Il a préconisé de mobiliser des fonds pour réduire la dette de la PCT envers ses fournisseurs avant la fin de l’année 2022 et donner une feuille de route pour absorber toutes les dettes d’ici fin 2023 ; de réduire les délais de l’octroi de l’AMM en réactivant les comités techniques et les commissions spécialisées ; d’implémenter le comité unique de prix ; de séparer l’AMM du prix et le rattacher plutôt au remboursement en attendant la mise en place effective de l’Agence du Médicament.
Il a aussi, proposé de finaliser les projets de digitalisation et la révision en cours des textes de loi dont certains datent des années 70 pour accélérer l’entrée sur le marché des innovations et protéger les brevets et la propriété intellectuelle.
A court et moyen termes, le syndicat a considèré qu’il est indispensable de repenser le financement du système de santé pour ne pas reproduire les mêmes dysfonctionnements.

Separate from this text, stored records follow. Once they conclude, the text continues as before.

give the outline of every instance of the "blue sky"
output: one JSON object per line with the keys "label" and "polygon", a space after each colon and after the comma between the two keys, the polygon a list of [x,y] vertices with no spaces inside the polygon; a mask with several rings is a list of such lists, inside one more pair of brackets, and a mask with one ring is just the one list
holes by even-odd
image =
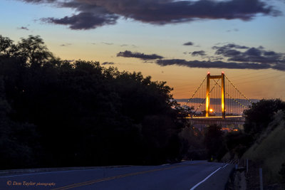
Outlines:
{"label": "blue sky", "polygon": [[[2,0],[0,15],[4,19],[1,21],[0,35],[15,42],[28,35],[39,35],[49,50],[62,59],[113,63],[111,65],[120,70],[141,71],[145,76],[167,81],[175,87],[176,98],[190,97],[208,70],[213,75],[224,70],[248,97],[285,99],[285,1],[247,1],[133,0],[132,4],[127,0],[66,1],[73,3],[71,9],[59,0]],[[188,8],[180,7],[177,1],[189,3],[189,12]],[[203,1],[212,3],[215,9]],[[230,6],[232,2],[236,7],[238,2],[239,8]],[[252,4],[259,6],[254,9]],[[198,10],[193,9],[193,5],[199,7]],[[222,6],[229,6],[229,10],[216,10]],[[269,10],[269,6],[273,7]],[[141,10],[142,6],[145,9]],[[210,13],[203,11],[203,7]],[[153,12],[152,9],[157,11]],[[219,14],[224,11],[224,14]],[[79,20],[82,23],[76,25],[72,22],[78,21],[81,14],[85,14],[83,19]],[[105,19],[105,23],[98,23],[98,18]],[[115,20],[115,24],[108,23],[113,21],[112,19]],[[193,45],[183,46],[187,42]],[[227,46],[229,44],[247,48]],[[258,48],[260,46],[263,48]],[[249,54],[253,50],[261,53],[258,59]],[[126,51],[131,53],[128,57],[123,53]],[[204,56],[192,53],[202,51]],[[233,51],[239,56],[229,55]],[[123,56],[117,56],[120,52]],[[269,54],[274,56],[266,56]],[[163,57],[162,63],[158,64],[156,59],[139,58],[138,55],[160,56]],[[217,68],[218,57],[224,68]],[[241,60],[241,58],[244,59]],[[179,63],[177,60],[183,63]],[[208,67],[208,63],[197,68],[191,62],[203,65],[204,63],[200,62],[203,60],[210,62],[212,66]],[[229,69],[229,65],[233,65],[231,63],[237,63],[241,68]],[[269,67],[257,69],[252,63]]]}

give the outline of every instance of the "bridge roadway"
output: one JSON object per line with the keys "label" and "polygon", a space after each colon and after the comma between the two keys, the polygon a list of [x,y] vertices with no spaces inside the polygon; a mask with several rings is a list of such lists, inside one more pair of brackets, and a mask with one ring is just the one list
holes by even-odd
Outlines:
{"label": "bridge roadway", "polygon": [[[0,176],[0,189],[220,190],[224,189],[232,169],[232,164],[186,161],[161,166],[10,174]],[[43,185],[48,183],[50,186]]]}
{"label": "bridge roadway", "polygon": [[234,125],[236,126],[244,124],[244,117],[242,116],[226,116],[225,119],[222,117],[186,117],[190,120],[190,122],[193,125],[214,125],[227,126]]}

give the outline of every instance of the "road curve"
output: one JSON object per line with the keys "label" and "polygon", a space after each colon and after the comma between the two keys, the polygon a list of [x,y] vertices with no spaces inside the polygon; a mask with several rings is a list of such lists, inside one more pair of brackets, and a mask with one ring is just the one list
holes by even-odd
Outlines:
{"label": "road curve", "polygon": [[0,189],[222,189],[232,165],[186,161],[161,166],[98,167],[0,176]]}

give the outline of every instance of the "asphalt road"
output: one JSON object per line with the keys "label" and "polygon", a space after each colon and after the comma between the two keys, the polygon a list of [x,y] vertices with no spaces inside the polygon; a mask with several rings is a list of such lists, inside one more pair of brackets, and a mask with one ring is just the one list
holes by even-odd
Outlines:
{"label": "asphalt road", "polygon": [[0,189],[223,189],[233,166],[187,161],[0,176]]}

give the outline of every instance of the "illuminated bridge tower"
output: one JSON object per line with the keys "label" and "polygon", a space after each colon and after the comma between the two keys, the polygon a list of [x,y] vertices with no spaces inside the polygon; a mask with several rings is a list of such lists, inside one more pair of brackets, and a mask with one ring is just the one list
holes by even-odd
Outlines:
{"label": "illuminated bridge tower", "polygon": [[221,79],[222,80],[222,85],[221,85],[221,99],[222,99],[222,102],[221,102],[221,106],[222,106],[222,118],[224,119],[226,118],[226,107],[225,107],[225,104],[224,104],[224,72],[222,72],[221,75],[212,75],[211,76],[209,74],[209,72],[208,72],[208,75],[207,75],[207,90],[206,90],[206,117],[209,117],[209,95],[210,95],[210,90],[209,90],[209,84],[210,84],[210,80],[211,79]]}

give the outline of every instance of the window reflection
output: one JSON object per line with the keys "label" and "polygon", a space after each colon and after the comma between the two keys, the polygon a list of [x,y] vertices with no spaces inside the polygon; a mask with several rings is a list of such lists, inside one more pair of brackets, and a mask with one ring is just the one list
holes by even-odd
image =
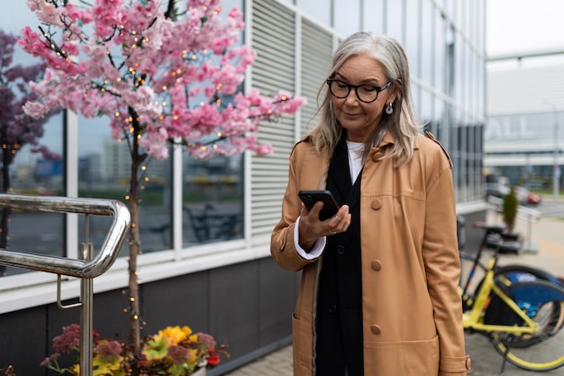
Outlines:
{"label": "window reflection", "polygon": [[[24,53],[15,38],[25,25],[38,21],[24,2],[3,3],[0,14],[0,192],[26,195],[64,194],[62,115],[33,120],[23,113],[30,80],[40,79],[41,61]],[[17,14],[17,17],[14,17]],[[11,60],[11,62],[10,62]],[[7,72],[19,72],[11,74]],[[65,256],[64,215],[0,209],[0,248]],[[30,271],[0,265],[0,276]]]}
{"label": "window reflection", "polygon": [[183,158],[185,246],[243,235],[242,156],[209,160]]}
{"label": "window reflection", "polygon": [[384,0],[365,1],[362,9],[363,29],[375,34],[384,33]]}
{"label": "window reflection", "polygon": [[343,36],[360,30],[359,0],[334,0],[335,29]]}
{"label": "window reflection", "polygon": [[[82,197],[109,198],[128,205],[132,158],[127,142],[112,139],[105,117],[78,117],[78,195]],[[171,242],[171,159],[146,160],[138,169],[140,182],[139,231],[141,249],[150,252],[172,247]],[[89,220],[89,239],[95,247],[104,243],[111,218],[96,216]],[[85,228],[79,223],[79,239]],[[127,242],[120,256],[128,253]]]}
{"label": "window reflection", "polygon": [[331,0],[302,0],[300,8],[309,17],[331,24]]}

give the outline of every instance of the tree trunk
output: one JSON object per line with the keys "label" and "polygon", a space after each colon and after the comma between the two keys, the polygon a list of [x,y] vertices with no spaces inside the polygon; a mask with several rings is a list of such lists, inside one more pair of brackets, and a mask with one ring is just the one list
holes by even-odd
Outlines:
{"label": "tree trunk", "polygon": [[141,351],[141,319],[139,302],[139,283],[137,272],[137,255],[140,252],[141,239],[139,236],[139,167],[147,158],[147,154],[140,153],[139,134],[140,124],[138,116],[132,108],[129,108],[132,120],[132,137],[131,143],[132,170],[130,179],[129,210],[132,216],[132,225],[129,233],[129,294],[130,294],[130,341],[135,349],[135,353]]}

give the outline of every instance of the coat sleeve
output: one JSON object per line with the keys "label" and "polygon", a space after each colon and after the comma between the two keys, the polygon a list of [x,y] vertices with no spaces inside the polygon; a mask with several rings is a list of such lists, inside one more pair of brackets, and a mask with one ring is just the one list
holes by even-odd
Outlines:
{"label": "coat sleeve", "polygon": [[456,231],[456,203],[450,160],[442,151],[435,154],[433,176],[427,187],[423,256],[429,294],[433,306],[441,351],[440,376],[466,376],[462,303]]}
{"label": "coat sleeve", "polygon": [[290,154],[288,184],[282,200],[282,218],[274,227],[270,237],[270,254],[280,267],[296,271],[314,262],[316,259],[305,260],[296,252],[294,240],[296,220],[300,215],[300,171],[303,166],[303,143],[298,143]]}

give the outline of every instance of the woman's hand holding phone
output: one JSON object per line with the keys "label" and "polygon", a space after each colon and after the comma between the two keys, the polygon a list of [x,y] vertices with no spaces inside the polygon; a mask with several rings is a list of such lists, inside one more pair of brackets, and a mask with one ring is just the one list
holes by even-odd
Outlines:
{"label": "woman's hand holding phone", "polygon": [[[304,250],[311,249],[320,237],[347,231],[350,225],[349,206],[343,205],[338,207],[334,198],[331,196],[331,192],[300,191],[299,196],[303,204],[300,213],[298,243]],[[332,207],[333,203],[334,207]],[[334,209],[337,211],[335,212]]]}

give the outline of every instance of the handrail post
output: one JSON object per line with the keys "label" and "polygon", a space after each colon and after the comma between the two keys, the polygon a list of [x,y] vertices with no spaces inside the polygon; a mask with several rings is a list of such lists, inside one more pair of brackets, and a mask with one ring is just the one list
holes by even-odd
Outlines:
{"label": "handrail post", "polygon": [[[0,248],[0,265],[57,274],[58,306],[61,308],[80,307],[79,374],[80,376],[92,376],[94,278],[110,269],[117,258],[131,225],[131,216],[127,206],[120,201],[101,198],[0,194],[0,207],[86,215],[85,242],[80,244],[82,260]],[[94,257],[94,244],[88,239],[89,215],[114,217],[112,226],[96,257]],[[78,303],[68,306],[62,304],[61,275],[81,279]]]}
{"label": "handrail post", "polygon": [[[80,244],[84,259],[92,259],[93,243],[83,243]],[[80,376],[92,376],[92,351],[94,324],[94,280],[91,278],[80,280]]]}

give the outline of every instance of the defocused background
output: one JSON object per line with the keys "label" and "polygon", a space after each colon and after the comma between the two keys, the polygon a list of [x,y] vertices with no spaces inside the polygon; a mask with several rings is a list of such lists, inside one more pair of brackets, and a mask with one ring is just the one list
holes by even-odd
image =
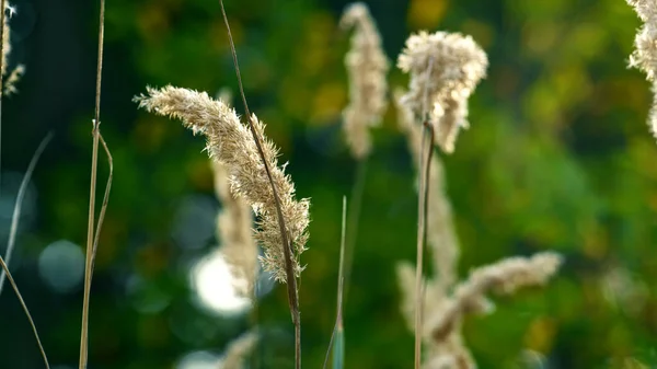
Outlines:
{"label": "defocused background", "polygon": [[[10,61],[26,74],[3,101],[0,239],[32,153],[54,131],[23,205],[11,269],[58,369],[78,362],[96,2],[15,0],[11,20]],[[621,0],[367,2],[392,64],[422,28],[471,34],[488,53],[488,78],[470,102],[472,128],[445,158],[461,275],[516,254],[566,257],[545,289],[496,299],[493,315],[465,320],[480,367],[657,365],[657,146],[645,123],[649,84],[626,69],[639,26],[632,9]],[[299,196],[312,198],[300,285],[307,368],[321,367],[333,328],[342,196],[356,171],[341,131],[348,38],[336,24],[346,4],[226,1],[250,105],[289,160]],[[115,175],[93,279],[90,368],[216,368],[252,322],[221,263],[204,260],[220,242],[204,142],[180,123],[138,112],[131,97],[147,84],[235,90],[219,3],[108,0],[106,13],[101,115]],[[390,81],[406,83],[394,68]],[[347,368],[413,360],[394,265],[415,257],[415,174],[394,117],[391,107],[374,132],[345,307]],[[262,367],[289,368],[286,291],[263,286]],[[42,368],[8,287],[0,368]]]}

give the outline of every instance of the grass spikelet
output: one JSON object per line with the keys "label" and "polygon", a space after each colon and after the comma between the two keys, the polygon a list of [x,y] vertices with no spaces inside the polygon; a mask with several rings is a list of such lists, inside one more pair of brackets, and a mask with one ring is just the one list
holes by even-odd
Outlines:
{"label": "grass spikelet", "polygon": [[[160,90],[148,88],[148,95],[135,97],[139,106],[158,115],[183,120],[183,125],[207,138],[207,151],[216,162],[226,165],[231,192],[246,200],[257,216],[254,239],[262,244],[263,268],[280,282],[287,280],[283,235],[276,218],[276,205],[257,148],[249,128],[240,123],[235,112],[205,92],[168,85]],[[264,137],[264,124],[252,116],[256,131]],[[272,141],[263,140],[272,177],[280,194],[281,211],[287,231],[293,243],[293,270],[299,276],[302,266],[299,255],[306,250],[309,224],[309,199],[295,199],[295,186],[285,168],[277,165],[277,149]]]}
{"label": "grass spikelet", "polygon": [[351,48],[345,57],[349,74],[349,105],[344,109],[344,131],[356,159],[371,151],[369,128],[379,126],[388,105],[385,74],[390,68],[381,48],[381,36],[367,5],[349,4],[343,13],[343,28],[354,28]]}

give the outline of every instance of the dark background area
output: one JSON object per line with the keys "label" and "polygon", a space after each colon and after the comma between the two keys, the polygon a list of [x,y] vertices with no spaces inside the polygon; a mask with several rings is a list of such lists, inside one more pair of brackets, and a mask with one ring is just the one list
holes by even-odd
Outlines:
{"label": "dark background area", "polygon": [[[281,162],[290,162],[298,196],[312,198],[300,284],[308,368],[321,366],[333,328],[342,196],[356,172],[341,130],[348,38],[337,22],[346,3],[226,1],[250,106],[280,147]],[[14,4],[10,64],[24,64],[26,74],[2,104],[0,235],[8,234],[32,153],[53,131],[25,199],[11,269],[50,364],[74,368],[99,8],[72,0]],[[511,255],[565,256],[546,288],[496,299],[494,314],[465,320],[480,367],[656,365],[657,148],[645,124],[649,84],[626,69],[639,26],[632,9],[621,0],[368,4],[393,66],[408,33],[423,28],[470,34],[488,53],[488,77],[470,101],[472,127],[443,158],[460,275]],[[389,80],[406,84],[394,67]],[[249,315],[195,303],[191,265],[220,242],[204,143],[131,102],[146,85],[168,83],[211,95],[235,91],[218,1],[108,0],[101,122],[115,173],[92,287],[90,368],[205,368],[184,367],[182,358],[219,357],[251,324]],[[399,312],[394,265],[415,257],[415,173],[394,108],[373,135],[345,307],[346,367],[408,368],[413,336]],[[101,157],[100,177],[106,175]],[[67,252],[48,258],[53,245]],[[261,300],[257,325],[263,367],[291,367],[280,286]],[[528,353],[540,362],[526,364]],[[42,367],[5,286],[0,368]]]}

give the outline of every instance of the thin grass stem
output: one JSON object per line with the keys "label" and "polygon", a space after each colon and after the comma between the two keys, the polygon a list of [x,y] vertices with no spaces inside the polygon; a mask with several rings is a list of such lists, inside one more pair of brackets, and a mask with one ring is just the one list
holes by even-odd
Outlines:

De telles décisions doivent, toujours selon le SEPHIRE, impliquer un Conseil Ministériel restreint regroupant les ministères concernés tels que la Santé, les Affaires Sociales, le Commerce, l’Industrie et les Finances…
Le SEPHIRE, fondé en 2011 est un syndicat professionnel rassemblant 20 laboratoires pharmaceutiques de recherche et de développement, de droit tunisien, représentant plus de 2000 emplois directs et indirects, œuvrant pour l’accès aux médicaments innovants, et portant la voix du secteur auprès des autorités et du grand public.